Death messes with us. I know it messes with me. Last week another soul was set free from their fallen body and all its sickness. She completed the days God had set for her here. She lived it so well. She was compassionate and kind. She loved Jesus with everything she had, and her joy and care splashed all over everyone who came in contact with her.
In my mind I know there is comfort that we do not grieve as those who do not have hope (1 Thessalonians 4:13). She has started the first real chapter of her life, as C.S. Lewis calls it. This was just the preface. I am so happy for her that she has finished her race and won the prize.
I have no doubt about that, but the reality is, she lived so well that she will be deeply missed. She loved well, and loved many. She led others to her Savior and now she is no longer here. She has left a beautiful legacy behind. The story God wrote with her chapters is marvelous, but reading about something, and hearing about something, is very different than personal interaction.

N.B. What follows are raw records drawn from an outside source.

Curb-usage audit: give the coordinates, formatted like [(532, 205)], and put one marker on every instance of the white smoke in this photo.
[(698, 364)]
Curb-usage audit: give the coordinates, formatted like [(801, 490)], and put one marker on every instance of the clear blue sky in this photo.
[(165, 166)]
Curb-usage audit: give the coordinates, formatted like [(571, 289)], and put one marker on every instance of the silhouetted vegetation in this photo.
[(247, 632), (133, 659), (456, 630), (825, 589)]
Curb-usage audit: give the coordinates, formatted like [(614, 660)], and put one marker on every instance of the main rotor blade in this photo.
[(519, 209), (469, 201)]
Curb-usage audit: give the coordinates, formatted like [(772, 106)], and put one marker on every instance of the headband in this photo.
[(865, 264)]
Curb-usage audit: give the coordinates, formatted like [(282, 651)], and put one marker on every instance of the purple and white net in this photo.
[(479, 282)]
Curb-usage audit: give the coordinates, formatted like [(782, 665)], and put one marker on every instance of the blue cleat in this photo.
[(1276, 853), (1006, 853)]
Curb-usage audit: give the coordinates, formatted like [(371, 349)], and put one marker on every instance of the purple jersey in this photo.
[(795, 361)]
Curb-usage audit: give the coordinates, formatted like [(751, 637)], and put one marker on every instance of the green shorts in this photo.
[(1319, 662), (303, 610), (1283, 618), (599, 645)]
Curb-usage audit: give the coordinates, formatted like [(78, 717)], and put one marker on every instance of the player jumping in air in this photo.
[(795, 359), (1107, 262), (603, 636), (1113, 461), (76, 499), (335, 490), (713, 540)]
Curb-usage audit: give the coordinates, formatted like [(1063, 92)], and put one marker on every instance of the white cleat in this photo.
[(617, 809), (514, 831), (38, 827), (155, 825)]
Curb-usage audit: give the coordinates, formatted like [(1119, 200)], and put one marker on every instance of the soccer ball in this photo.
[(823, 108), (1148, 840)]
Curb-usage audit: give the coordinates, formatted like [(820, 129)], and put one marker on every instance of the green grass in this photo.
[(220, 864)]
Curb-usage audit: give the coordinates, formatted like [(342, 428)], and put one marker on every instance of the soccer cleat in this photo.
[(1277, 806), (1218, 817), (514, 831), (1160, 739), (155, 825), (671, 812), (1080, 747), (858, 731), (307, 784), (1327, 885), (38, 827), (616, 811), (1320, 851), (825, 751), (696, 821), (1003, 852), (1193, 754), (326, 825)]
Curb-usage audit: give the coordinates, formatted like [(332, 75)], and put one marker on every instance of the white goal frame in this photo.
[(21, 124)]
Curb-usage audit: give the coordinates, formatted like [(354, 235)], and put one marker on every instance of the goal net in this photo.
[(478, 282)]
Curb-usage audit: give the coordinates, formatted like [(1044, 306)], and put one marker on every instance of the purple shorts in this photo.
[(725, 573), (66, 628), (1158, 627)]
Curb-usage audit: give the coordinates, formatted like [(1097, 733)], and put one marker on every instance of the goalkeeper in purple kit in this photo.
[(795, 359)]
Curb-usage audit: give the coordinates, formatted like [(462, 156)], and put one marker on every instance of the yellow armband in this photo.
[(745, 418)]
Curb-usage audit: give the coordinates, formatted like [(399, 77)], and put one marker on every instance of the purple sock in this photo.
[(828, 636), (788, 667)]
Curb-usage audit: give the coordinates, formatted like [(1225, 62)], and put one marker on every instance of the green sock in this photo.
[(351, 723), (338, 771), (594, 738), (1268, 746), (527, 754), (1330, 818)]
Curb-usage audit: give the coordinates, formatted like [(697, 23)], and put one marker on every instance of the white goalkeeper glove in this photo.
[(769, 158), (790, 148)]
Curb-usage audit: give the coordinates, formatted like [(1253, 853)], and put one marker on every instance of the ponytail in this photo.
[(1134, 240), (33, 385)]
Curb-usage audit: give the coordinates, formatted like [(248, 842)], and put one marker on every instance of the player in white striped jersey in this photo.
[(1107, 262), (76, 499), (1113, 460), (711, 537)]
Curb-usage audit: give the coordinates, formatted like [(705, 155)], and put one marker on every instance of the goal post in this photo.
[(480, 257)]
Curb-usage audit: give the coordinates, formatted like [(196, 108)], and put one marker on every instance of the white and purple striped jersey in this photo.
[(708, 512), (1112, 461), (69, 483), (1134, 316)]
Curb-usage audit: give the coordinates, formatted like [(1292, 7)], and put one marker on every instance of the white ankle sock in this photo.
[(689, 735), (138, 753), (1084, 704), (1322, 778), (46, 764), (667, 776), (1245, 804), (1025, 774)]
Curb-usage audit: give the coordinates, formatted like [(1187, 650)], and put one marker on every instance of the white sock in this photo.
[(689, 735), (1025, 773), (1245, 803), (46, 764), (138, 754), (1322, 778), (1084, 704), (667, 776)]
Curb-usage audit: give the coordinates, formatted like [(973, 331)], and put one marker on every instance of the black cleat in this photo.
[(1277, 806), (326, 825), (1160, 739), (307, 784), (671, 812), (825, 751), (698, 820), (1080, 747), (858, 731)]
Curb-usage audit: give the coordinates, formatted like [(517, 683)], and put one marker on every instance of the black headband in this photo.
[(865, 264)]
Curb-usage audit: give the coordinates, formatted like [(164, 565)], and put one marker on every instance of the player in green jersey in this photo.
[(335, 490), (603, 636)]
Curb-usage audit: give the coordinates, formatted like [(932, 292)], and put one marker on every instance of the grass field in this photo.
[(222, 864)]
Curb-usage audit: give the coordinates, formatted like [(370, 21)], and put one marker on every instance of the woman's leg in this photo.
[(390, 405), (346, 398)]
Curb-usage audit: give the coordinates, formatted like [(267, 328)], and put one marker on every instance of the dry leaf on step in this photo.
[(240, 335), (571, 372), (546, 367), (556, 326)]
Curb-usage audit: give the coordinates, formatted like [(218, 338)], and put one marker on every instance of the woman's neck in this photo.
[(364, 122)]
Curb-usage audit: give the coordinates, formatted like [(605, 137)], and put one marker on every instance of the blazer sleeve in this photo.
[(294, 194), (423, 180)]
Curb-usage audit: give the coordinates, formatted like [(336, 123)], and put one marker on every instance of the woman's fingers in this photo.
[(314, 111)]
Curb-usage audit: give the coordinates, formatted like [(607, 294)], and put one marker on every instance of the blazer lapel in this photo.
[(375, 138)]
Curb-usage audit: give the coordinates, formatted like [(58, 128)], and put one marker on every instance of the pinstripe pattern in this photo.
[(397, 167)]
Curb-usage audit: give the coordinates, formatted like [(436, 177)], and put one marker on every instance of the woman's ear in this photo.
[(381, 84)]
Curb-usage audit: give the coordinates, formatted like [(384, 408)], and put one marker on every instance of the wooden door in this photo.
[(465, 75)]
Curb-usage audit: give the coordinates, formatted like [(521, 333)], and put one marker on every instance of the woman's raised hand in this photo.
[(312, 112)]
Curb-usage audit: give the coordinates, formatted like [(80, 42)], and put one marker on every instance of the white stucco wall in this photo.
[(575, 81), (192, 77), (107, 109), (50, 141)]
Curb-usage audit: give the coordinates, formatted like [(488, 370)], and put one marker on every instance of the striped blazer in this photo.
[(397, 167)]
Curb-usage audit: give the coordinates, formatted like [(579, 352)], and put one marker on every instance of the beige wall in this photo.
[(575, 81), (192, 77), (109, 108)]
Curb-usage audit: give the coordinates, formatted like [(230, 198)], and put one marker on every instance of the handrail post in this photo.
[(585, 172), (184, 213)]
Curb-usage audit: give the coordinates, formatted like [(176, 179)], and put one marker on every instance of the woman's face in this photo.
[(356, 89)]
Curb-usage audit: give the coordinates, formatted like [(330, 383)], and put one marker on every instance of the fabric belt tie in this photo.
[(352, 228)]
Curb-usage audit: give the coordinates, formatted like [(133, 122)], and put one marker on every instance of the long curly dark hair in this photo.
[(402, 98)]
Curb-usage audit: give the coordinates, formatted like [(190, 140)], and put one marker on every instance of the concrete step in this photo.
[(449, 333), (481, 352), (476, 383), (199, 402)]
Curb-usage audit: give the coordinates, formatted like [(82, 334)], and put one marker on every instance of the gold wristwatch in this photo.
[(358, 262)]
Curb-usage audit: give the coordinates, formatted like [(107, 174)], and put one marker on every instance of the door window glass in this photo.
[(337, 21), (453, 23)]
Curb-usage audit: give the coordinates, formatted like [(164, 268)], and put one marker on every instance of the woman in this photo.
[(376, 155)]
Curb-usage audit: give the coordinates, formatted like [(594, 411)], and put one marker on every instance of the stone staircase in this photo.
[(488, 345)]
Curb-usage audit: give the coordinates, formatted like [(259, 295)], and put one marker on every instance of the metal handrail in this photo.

She will be missed on the daily level, at the special occasions, the odd occasions, the moments that she made special by her presence. I have had the privilege of knowing a few souls that lived so well. They pursued Christ with deep passion, and loved people so deeply, sometimes at great cost to themselves. They were people who suffered well, and even though death was their constant companion they lived life to the fullest. They had a gift of welcoming people into their life and loving them, seeing them, and ultimately pointing them to Jesus.
These people were such a pleasure to know. They are people I want to be like. I want what they had. I want to give what they did, but that is what makes it harder. They are people that are missed. There is an ache that is deep. Many smiles, many good stories, definitely a celebration of life but there is a deep missing. I think of the prophet Isaiah and how much he missed King Uzziah and God asks him how long he plans on grieving and lamenting.
God knew the affect of sin on us. He warned Adam and Eve not to eat of the tree of the knowledge of good and evil. This ushered in the age of death. Thankfully we live in the age of the penalty for that act of disobedience being paid for. Death has been conquered, and there is hope of eternal life and the world is being redeemed. The comfort from this is great, but I think about Jesus outside the tomb of His friend, Lazarus, and how he wept. “He shed tears” is the literal translation (John 11:35).
Jesus felt that moment even though He knew His purpose, and what He was about to do. He entered our grief, and the grief of the ages from the garden. He knew He would have victory over death, but also chose to enter into our grief. There is something comforting about that.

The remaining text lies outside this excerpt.